Thursday, August 24, 2017
President Trump has continued to use tough rhetoric on trade with Mexico, saying at a rally in Phoenix on Tuesday that he will “probably” terminate NAFTA because he doesn’t think a deal can be made. Whether he really has the legal power to do that is a subject I’ll turn to next week, but for now, it’s important to remember one thing:
If Trump hits Mexico, Mexico will hit back, and it has tools to do so.
Hitting the U.S. in the Corn Belt
For example, Mexican legislators have introduced a measure that would use trade as a weapon against the U.S. The measure would reduce Mexican purchases of U.S. corn by 60 percent in the first year, 80 percent in the second year, and 100 percent in the third year.
In Mexico, corn imports from the U.S. are a hot-button issue. Many Mexicans blame NAFTA for the decline of domestic corn prices and the resulting economically-driven migration to the U.S. in the 1990s and 2000s (although economic analyses like this one and this one suggest that the story is more complex).

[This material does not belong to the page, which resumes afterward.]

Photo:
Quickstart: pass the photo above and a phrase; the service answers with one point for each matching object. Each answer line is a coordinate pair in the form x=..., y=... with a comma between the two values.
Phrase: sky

But even if shutting out U.S. corn would help the Mexican rural economy, it would devastate the Midwestern United States. Since Mexico is the second-largest market for U.S. corn, accounting for 25 percent of U.S. corn exports, the measure would have a substantial impact on U.S. agricultural imports. That threat would not be lost on Trump voters in the Corn Belt.
The measure may not pass, but its author, Mexican Senator Armando Ríos Piter, has made his point: Mexico is not a passive player in the renegotiation of NAFTA.
Remembering the Alamo, South of the Rio Grande
Ríos Piter, who plans to run for president of Mexico in the next election, has made another aggressive claim: The senator told the host of Boston’s NPR station that Mexico should consider making claims to land that changed hands in the Mexican American War. “What I said is that Mexico should be analyzing every treaty we have with the United States. The thing is: Why should we continue collaborating with the United States, with this administration especially?”
Getting Mexico to swallow a NAFTA deal that shifts the balance toward U.S. interests would not be simple. Mexican Economy Minister, Ildefonso Guajardo Villarreal, told CNN Money that Mexican officials could not accept a new NAFTA that is worse than the current deal because the government’s party does not have a majority of the multi-party Mexican Congress. Mexico’s Congress would have to approve of any changes made in the agreement, which would require a broad coalition among Mexican political interests in support of the new deal.
Mexican Nationalism on the Rise
Perhaps Trump doesn’t care and still hopes to “rip up” NAFTA, despite the pressure from agricultural interests. The current front-runner for in next year’s Mexican presidential election, Andrés Manuel López Obrador, might be just fine with that.
López Obrador, the former mayor of Mexico City, has been an outspoken opponent of NAFTA and all other measures to liberalize the Mexican economy. A chapter from his most recent book is titled, “Privatization, Synonym for Robbery.” That means the Mexican market for U.S. products might go away for a long time.
In another book responding to the election of Donald Trump, López Obrador describes the U.S. government by the Spanish idiom “lamp in the street, darkness in the home,” referring to one who appears good to the outside world but is revealed to be bad by his conduct in his own home or family.
Nationalism breeds nationalism and protectionism breeds protectionism. Despite its weaker economy (or perhaps because of it), Mexican politicians are unlikely to accept one-sided demands from the Trump Administration. The consequences of a trade and culture war with a neighbor with whom we share a 2,000-mile border could be costly to Trump supporters as well as opponents.